Earlier this month on November 16, 2016, current Secretary of the Interior, Sally Jewell, announced the ‘Methane and Waste Prevention Rule’. Updating 30 years of antiquated regulations, the rule is geared to reduce pollution caused from byproducts of oil and gas operations on public and Native American lands. Jewell stated:
“This rule to prevent waste of our nation’s natural gas supplies is good government, plain and simple. We are proving that we can cut harmful methane emissions that contribute to climate change, while putting in place standards that make good economic sense for the nation. Not only will we save more natural gas to power our nation, but we will modernize decades-old standards to keep pace with industry and to ensure a fair return to the American taxpayers for use of a valuable resource that belongs to all of us.”
In an ironic twist, it turns out that a prominent contender to replace Jewell as Secretary of Interior under the Trump administration is none other than a close ally to Markwayne Mullin, Oklahoma Governor Mary Fallin.
The Oklahoma Chapter of the Sierra Club has deemed Fallin as “problematic”. Sierra Club Director Johnson Bridgwater stated, “She has basically been an absentee governor on all important environmental issues in our state during her term”. Bridgwater further criticized her for a sluggish response to extractivism-induced earthquakes, an overall practice of defunding environmental initiatives, and her unabashed prioritization of fossil fuel developments. Fallin is characterized overall as very ‘pro-oil’.
One incident which helped garner Fallin this industry friendly reputation was her sponsorship of a bill in 2009 that, in her own words, was intended “to expedite the exploration and development of oil and gas from Federal lands.” Staying in character, Fallin signed a bill in 2015 to prevent local and community level bans on fracking and other extractive activities.
For his part, Mullin also has a questionable voting record as Congressman, which notably includes voting against the Violence Against Women Act (VAWA), passed in 2015. VAWA famously – and finally – gave Native American tribes jurisdiction to investigate and prosecute non-Native men who victimized Native women on reservations.
Mullin defended his ‘no’ vote on VAMA by claiming objections to the inclusion of protections for lesbian, gay, and transgender individuals. In a similar show of bigotry, he voted – not once, but twice – against House Amendment 1128 which prohibited the use of funds for government contractors who discriminated against LGBTQ employees.
As if the Oklahoma pro-oil connections to the Trump administration weren’t already gaining enough momentum, Trump recently announced plans to nominate Oklahoma Attorney General Scott Pruitt as head of the Environmental Protection Agency (EPA).
Pruitt has lead the fight against Obama’s paradigm shifting climate rule for power plants, as well as several other key environmental protection statutes. Unsurprisingly at this point, he also shares Mullin’s discriminatory attitude towards transgender individuals, which he demonstrated by taking part in an effort to sue the Obama administration over the so-called transgender bathroom bill.
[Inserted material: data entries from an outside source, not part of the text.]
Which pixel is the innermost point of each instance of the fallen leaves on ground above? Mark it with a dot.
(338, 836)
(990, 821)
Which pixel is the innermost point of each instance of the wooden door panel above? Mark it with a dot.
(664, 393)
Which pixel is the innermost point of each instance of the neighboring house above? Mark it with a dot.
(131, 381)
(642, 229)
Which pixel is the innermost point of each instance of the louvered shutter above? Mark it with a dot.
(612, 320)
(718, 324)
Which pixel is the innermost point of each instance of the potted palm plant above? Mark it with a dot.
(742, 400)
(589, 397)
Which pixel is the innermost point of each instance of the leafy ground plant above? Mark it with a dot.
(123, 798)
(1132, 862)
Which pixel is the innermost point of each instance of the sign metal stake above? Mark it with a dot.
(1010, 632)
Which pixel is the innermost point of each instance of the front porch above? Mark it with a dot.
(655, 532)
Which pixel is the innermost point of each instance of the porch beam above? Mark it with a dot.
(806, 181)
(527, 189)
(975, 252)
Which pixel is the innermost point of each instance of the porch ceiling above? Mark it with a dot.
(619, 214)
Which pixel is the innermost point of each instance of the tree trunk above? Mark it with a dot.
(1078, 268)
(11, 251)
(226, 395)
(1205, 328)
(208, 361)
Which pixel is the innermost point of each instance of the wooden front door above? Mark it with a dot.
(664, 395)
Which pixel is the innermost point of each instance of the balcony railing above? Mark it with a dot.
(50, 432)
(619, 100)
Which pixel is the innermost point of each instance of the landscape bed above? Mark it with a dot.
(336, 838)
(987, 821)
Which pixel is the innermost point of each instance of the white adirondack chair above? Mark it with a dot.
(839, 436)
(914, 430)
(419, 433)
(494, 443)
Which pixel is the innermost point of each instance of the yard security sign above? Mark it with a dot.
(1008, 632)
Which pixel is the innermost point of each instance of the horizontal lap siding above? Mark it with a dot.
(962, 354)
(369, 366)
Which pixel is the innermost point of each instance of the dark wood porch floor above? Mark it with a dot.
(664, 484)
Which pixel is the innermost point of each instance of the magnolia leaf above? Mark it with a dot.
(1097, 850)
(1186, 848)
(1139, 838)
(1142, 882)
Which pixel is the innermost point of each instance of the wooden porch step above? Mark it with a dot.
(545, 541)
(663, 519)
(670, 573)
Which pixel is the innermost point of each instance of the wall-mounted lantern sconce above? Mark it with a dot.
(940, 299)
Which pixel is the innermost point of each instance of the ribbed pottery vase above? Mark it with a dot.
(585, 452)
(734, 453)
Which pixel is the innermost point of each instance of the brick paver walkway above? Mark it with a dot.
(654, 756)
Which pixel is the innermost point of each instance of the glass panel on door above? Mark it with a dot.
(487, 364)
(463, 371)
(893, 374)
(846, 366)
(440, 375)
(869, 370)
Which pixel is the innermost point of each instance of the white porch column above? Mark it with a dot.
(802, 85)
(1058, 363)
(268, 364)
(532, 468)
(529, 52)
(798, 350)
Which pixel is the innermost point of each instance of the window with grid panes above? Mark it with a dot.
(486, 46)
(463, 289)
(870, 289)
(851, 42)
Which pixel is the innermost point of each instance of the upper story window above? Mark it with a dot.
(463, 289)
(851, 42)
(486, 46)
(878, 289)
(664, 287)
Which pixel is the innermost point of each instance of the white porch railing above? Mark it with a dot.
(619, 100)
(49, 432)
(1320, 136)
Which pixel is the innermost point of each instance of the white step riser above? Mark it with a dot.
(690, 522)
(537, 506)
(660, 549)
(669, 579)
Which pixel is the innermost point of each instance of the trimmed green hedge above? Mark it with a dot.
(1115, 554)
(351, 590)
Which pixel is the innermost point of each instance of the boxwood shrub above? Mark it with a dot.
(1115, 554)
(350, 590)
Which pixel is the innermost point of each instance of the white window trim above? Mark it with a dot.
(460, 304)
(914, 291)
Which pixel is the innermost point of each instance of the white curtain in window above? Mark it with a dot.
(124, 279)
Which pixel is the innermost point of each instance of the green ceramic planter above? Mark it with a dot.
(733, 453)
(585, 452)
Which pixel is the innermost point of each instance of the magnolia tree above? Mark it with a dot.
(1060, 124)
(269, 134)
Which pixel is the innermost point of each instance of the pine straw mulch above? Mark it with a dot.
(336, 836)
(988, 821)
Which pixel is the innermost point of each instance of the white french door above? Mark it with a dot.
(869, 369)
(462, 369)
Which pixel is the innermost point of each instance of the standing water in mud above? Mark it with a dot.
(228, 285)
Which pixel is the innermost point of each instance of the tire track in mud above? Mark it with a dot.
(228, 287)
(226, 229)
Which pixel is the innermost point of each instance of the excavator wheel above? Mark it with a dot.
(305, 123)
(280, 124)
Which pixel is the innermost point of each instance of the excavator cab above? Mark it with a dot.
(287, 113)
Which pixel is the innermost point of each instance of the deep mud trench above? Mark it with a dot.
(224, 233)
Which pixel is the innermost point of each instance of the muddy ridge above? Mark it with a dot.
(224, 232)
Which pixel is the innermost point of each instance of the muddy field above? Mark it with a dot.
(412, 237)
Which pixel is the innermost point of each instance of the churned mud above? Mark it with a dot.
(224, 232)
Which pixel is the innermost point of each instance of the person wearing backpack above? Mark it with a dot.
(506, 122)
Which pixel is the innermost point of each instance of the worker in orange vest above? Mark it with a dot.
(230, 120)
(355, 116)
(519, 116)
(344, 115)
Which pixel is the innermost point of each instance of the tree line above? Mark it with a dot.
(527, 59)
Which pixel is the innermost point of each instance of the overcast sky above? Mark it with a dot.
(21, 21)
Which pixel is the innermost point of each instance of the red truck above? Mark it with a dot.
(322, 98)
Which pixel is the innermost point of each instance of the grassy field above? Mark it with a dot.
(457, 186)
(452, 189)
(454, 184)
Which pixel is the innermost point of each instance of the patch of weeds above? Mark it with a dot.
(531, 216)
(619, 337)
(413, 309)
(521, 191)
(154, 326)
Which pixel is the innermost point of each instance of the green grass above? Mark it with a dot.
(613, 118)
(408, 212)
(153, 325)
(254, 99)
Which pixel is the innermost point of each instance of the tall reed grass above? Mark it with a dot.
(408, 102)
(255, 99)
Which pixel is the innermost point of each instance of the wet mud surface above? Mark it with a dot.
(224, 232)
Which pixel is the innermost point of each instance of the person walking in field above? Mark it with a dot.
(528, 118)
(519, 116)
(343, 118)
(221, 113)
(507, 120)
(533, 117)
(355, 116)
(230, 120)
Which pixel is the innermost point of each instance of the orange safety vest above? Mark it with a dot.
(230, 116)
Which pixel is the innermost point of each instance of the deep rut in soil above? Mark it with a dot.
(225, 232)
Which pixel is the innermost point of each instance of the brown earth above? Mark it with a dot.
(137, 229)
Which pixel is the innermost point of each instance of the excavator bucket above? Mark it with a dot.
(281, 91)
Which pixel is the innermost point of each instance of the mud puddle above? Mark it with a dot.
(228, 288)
Cherokee Congressman Markwayne Mullin seems to be extremely well situated among the pro-oil, anti-LGBTQ, political elite of Oklahoma. And it seems he is now leveraging his Cherokee identity to powerfully position himself within the incoming Trump administration – currently co-chairing Trump’s Native American Affairs Coalition.
Will Congressman Mullin’s behavior beget the same sort of volatile schism between Native political leadership and Native cultural leadership that led to the infamous 1973 standoff at Wounded Knee?
With all this following on the heels of the struggle against the Dakota Access Pipeline, Native America may once again be poised for a deepening conflict between Indigenous leadership seeking to conserve their land and preserve their culture, and Indigenous ‘leaders’ seeking to conserve their own power and expand their own political influence.
Head of the Indigenous Environmental Network, Tom Goldtooth, has already publicly countered the notion of privatizing Native lands and swinging the door wide open to oil prospectors. Goldtooth affirmed:
“Our spiritual leaders are opposed to the privatization of our lands, which means the commoditization of the nature, water, air we hold sacred. Privatization has been the goal since colonization – to strip Native Nations of their sovereignty.”